Eine Knochendichtemessung reicht zur Diagnose nicht aus.

( Ultraschall ist zu ungenau).

 

Eine Messung mit der Computertomographie sollte vermieden werden, weil dabei die Röntgenbelastung 80-100 mal höher ist als bei einer DXA-Messung. Dies ist das einzige Verfahren, das nach den Leitlinien für die Osteoporosevorbeugung empfohlen wird.

 

Medica Aktuell, 17.11.2011

Zu viel Kalzium schadet - auch bei Osteoporose

Die Bedeutung der Kalzium-Supplementation bei Patienten mit Osteoporose hat sich gewandelt.Nach Angaben von Professor Johannes Pfeilschifter aus Essen belegen epidemiologische Studien, dass eine Kalziumzufuhr über 700mg täglich keinen zusätzlichen Nutzen in der Frakturprophylaxe bringe.
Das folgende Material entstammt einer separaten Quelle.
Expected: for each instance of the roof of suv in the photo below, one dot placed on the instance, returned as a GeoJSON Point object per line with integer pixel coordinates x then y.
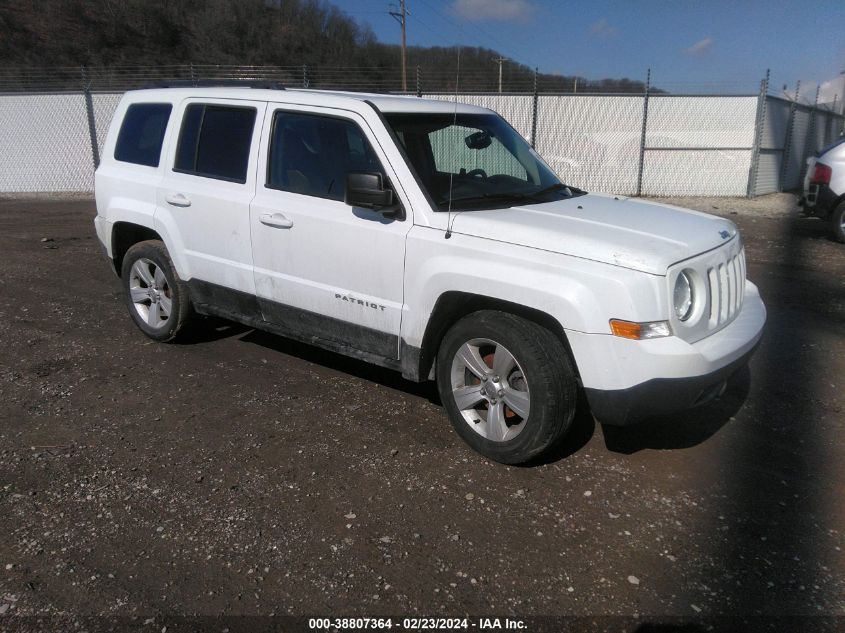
{"type": "Point", "coordinates": [330, 98]}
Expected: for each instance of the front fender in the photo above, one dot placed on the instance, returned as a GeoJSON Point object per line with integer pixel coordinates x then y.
{"type": "Point", "coordinates": [580, 294]}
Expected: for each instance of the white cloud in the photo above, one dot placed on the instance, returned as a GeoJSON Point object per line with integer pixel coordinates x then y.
{"type": "Point", "coordinates": [603, 29]}
{"type": "Point", "coordinates": [493, 10]}
{"type": "Point", "coordinates": [701, 47]}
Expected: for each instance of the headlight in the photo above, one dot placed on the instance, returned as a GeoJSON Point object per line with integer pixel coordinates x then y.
{"type": "Point", "coordinates": [683, 296]}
Metaanalysen hätten sogar eine geringe Zunahme von Femurfrakturen bei sehr hoher Kalziumzufuhr belegt, so Pfeilschifter weiter.
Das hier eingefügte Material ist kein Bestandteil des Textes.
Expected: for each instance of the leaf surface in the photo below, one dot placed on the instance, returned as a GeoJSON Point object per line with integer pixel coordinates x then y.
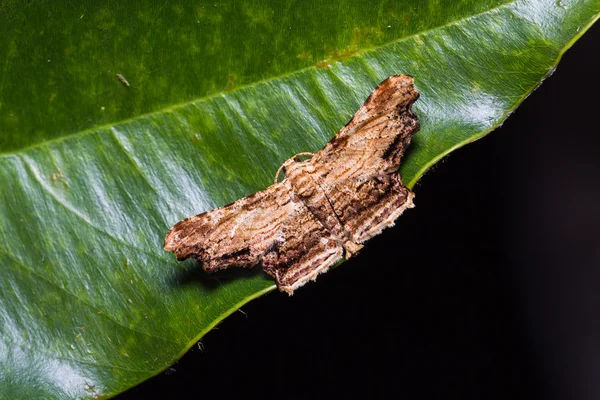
{"type": "Point", "coordinates": [93, 173]}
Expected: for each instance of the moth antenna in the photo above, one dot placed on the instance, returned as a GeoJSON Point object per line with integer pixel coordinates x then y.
{"type": "Point", "coordinates": [306, 153]}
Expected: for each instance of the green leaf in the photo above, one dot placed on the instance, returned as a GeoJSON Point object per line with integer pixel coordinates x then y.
{"type": "Point", "coordinates": [93, 173]}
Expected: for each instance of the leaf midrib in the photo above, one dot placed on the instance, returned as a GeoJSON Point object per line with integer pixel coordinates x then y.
{"type": "Point", "coordinates": [242, 87]}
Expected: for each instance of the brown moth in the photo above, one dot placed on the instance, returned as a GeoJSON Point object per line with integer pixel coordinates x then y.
{"type": "Point", "coordinates": [122, 79]}
{"type": "Point", "coordinates": [325, 208]}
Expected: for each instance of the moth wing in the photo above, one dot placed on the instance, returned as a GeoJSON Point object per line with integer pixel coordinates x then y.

Zudem mehrten sich die Hinweise, dass eine Kalziumsupplementierung unabhängig von einer Supplementierung mit Vitamin D möglicherweise mit einer erhöhten Inzidenz kardiovaskulärer Ereignisse einhergeht.
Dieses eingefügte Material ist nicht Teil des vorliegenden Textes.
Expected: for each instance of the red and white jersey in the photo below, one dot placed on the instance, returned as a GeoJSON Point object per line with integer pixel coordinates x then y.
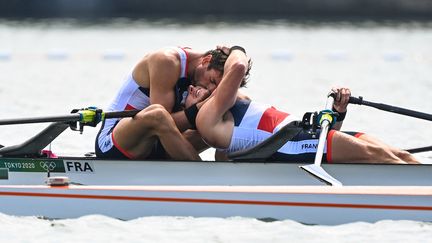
{"type": "Point", "coordinates": [254, 122]}
{"type": "Point", "coordinates": [131, 97]}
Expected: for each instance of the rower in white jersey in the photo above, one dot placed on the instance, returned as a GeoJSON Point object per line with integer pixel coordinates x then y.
{"type": "Point", "coordinates": [155, 87]}
{"type": "Point", "coordinates": [231, 124]}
Nicht geändert habe sich dagegen die Empfehlung einer ausreichendern Versorgung mit Vitamin D, so Pfeilschifter. Ziel sei hier eine Serumkonzentration von mehr als 20ng/ml 25-Hydroxy-Vitamin D3. Bei den meisten Risikopatienten könne dies über eine orale Supplementierung mit 1000 bis 2000 IE Vitamin D3 täglich.